Yes, humans disagree about values to an extent that assigns negative value to most charitable attempts from some perspective. However, compared to our value disagreements, our meta-value disagreements seem incredibly small—nearly all believe to choose beliefs according to what is true and what brings fulfillment.
It seems hard to argue that more reflection gets us farther from the truth. And it seems hard to argue that knowing the truth brings us less of what we meta-value. Therefore, steering progress towards reflection seems like a robust way to increase the fulfillment of humanity’s meta-values.

AIS could be a necessary precursor to make sure we have time for such reflection.

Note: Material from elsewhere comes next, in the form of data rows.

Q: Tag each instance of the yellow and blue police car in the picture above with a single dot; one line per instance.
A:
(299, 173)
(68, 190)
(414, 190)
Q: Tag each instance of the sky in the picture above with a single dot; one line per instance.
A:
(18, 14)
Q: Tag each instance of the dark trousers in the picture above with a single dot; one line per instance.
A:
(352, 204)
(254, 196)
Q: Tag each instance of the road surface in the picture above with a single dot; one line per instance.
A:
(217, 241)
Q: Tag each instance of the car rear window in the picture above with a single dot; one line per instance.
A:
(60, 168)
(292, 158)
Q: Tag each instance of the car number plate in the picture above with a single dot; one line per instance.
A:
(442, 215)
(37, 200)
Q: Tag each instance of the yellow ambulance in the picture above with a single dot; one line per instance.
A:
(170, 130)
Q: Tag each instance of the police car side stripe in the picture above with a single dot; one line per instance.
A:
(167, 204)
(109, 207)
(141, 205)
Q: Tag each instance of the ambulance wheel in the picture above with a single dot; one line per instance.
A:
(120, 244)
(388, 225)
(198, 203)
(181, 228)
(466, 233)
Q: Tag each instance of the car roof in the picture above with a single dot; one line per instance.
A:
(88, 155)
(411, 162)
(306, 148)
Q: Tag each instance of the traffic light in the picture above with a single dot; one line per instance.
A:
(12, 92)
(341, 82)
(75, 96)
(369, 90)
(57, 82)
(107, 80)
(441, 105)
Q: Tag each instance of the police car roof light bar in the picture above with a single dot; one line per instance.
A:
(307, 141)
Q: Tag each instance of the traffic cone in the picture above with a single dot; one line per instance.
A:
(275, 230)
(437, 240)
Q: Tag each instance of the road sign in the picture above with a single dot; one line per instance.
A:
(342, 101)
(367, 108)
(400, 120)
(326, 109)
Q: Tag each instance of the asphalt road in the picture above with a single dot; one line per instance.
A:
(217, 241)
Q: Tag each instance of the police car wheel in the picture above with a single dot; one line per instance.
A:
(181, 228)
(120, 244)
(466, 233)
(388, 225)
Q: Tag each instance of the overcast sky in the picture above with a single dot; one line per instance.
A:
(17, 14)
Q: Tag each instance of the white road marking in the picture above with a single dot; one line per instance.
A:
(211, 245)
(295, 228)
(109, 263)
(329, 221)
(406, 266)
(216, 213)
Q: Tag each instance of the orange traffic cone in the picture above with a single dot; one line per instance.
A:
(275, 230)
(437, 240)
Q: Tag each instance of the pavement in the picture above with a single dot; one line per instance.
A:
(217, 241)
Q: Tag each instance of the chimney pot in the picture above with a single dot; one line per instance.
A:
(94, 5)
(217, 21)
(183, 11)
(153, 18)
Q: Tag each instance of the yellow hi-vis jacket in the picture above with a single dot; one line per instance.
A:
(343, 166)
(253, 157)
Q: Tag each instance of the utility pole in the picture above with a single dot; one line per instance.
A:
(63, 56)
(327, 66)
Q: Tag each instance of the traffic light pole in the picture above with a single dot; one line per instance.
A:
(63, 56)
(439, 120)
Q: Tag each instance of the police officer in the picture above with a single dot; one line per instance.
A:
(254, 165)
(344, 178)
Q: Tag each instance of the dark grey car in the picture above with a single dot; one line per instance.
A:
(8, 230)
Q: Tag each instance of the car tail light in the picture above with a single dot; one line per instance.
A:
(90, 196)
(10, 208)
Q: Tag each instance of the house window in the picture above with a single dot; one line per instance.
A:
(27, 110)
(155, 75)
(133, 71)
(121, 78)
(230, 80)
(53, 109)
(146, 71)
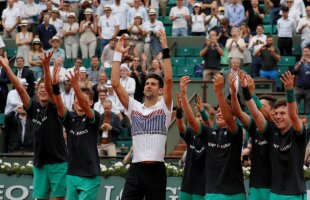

This is a less “obviously true” statement but the uncertainty is epistemic, not moral. And provided ASI doesn’t happen in our lifetimes, such effort would merely be a waste, not actively harmful, which seems positive from the position of a “sincere” moral uncertainty.

Lastly, more uncertainty about cause X increases the necessity to develop an (aligned) ASI. For instance, one could argue that perhaps the universe is full of deadly rays that wipe life out the moment they meet it but we can’t observe any signs of it, because once we could observe them, we’d already be dead. However, I think the Grabby Aliens model provides an interesting argument against this reasoning—just based on conventional assumptions about the great filters, our civilization is suspiciously early in the universe (see this fun animated explainer). Therefore, any additional historical strong selection effect seems unlikely on priors.